ここから黄金時代が始まる。人の神々は共存し、争いの無い平和な時代が続いた。この時代を描いた絵画はどれも春の陽気を感じさせる、幻想郷のような雰囲気を漂わせている。
白銀の時代。神々と違い人間は特別な力を持たなかったため、次第に神々を疎むようになった。度々諍いが起きたため、神々は人間のもとを離れて彼らを見守ることにした。
青銅の時代。人間同士で諍いが起こるようになる。彼らは縄張りを作り、それが村になり都市になり、そして国になる。神々は自分を崇める国を支援し、人間の戦いに介入した。

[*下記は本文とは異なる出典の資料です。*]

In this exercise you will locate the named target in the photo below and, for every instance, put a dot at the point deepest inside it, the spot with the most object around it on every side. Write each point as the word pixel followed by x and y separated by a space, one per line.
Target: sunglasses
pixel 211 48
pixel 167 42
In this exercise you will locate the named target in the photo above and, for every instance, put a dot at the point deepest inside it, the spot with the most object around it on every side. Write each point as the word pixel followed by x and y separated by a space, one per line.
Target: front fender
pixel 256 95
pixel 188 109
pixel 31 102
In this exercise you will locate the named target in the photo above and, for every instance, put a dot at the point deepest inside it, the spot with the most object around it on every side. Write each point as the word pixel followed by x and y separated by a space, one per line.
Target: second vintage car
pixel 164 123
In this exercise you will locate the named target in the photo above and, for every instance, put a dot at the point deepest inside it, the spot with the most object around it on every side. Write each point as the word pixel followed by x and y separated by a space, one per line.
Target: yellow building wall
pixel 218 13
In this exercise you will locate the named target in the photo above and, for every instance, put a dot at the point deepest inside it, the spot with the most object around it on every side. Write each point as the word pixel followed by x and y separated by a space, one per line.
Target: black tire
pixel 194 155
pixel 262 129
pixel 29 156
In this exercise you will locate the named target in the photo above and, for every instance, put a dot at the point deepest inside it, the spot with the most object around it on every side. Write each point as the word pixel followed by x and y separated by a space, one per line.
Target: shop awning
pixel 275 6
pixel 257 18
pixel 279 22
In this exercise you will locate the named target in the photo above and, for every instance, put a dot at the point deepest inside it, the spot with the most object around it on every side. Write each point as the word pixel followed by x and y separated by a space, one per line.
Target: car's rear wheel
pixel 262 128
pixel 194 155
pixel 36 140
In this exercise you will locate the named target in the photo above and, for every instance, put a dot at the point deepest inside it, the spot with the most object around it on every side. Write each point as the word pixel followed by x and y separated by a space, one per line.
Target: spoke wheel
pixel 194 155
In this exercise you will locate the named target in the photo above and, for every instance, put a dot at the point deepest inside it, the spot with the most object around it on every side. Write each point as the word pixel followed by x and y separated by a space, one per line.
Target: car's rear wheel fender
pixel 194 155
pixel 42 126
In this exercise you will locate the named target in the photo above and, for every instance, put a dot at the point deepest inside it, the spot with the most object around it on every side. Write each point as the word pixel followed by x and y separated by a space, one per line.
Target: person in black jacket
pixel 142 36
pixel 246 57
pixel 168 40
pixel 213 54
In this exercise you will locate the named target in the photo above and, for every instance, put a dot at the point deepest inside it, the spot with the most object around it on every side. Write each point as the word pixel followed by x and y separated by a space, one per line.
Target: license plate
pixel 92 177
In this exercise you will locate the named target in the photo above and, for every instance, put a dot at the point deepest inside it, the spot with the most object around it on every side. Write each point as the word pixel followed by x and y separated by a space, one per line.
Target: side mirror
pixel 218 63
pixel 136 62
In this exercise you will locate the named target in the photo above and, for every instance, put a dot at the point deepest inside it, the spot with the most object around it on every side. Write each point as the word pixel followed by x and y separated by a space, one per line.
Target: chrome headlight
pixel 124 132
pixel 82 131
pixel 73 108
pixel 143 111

鉄の時代。ここまでくると現代に近い。描かれているのは戦いばかりだ。鎖帷子を着た男たちが画面を埋め尽くしていて、血みどろの争いを繰り広げている。胸を槍で突かれ落馬する騎士。折り重なった死体。荒れ果てた戦場。
「私はこの時代の絵が一番好きだ」
絵画の説明を終えたエーザーが呟く。俺は彼の隣に立ち、後ろに手を組んだ。
「戦争が好きなのか?」
「どうだろうな。……確かにそうなのかもしれない。戦と聞くと心沸き立つものがある。男なら誰しもがそうだろう?戦って相手を打ち負かす。それに勝る快感は無いのだと……」
エーザーはちらりと絵画から視線を外す。その目線の先にはヴェローナがいた。彼女は回廊の突き当りにあたる壁面に描かれた、巨大な絵画をじっと見つめていた。
「彼女は美しい」
「え?」
「君に会えたことも嬉しいが、何よりも私は彼女に会いたかった」
エーザーは俺の肩を叩き、ゆっくりとヴェローナに近づく。
ヴェローナはエーザーに気づくと軽く会釈をした。
「お気に召しましたか」
「いえ、その、この絵は?」
中央に描かれた黒い閃光。その周りでは人々や神々たちが慌て恐れおののいている。世界は暗い雲に覆われ、木々は枯れ、建物は廃墟と化している。
「世界の終焉。『創造主』が堕落した人間と神々を掃滅させるのです」
「それで、その先は?」
エーザーはヴェローナを見下ろし、ほほ笑む。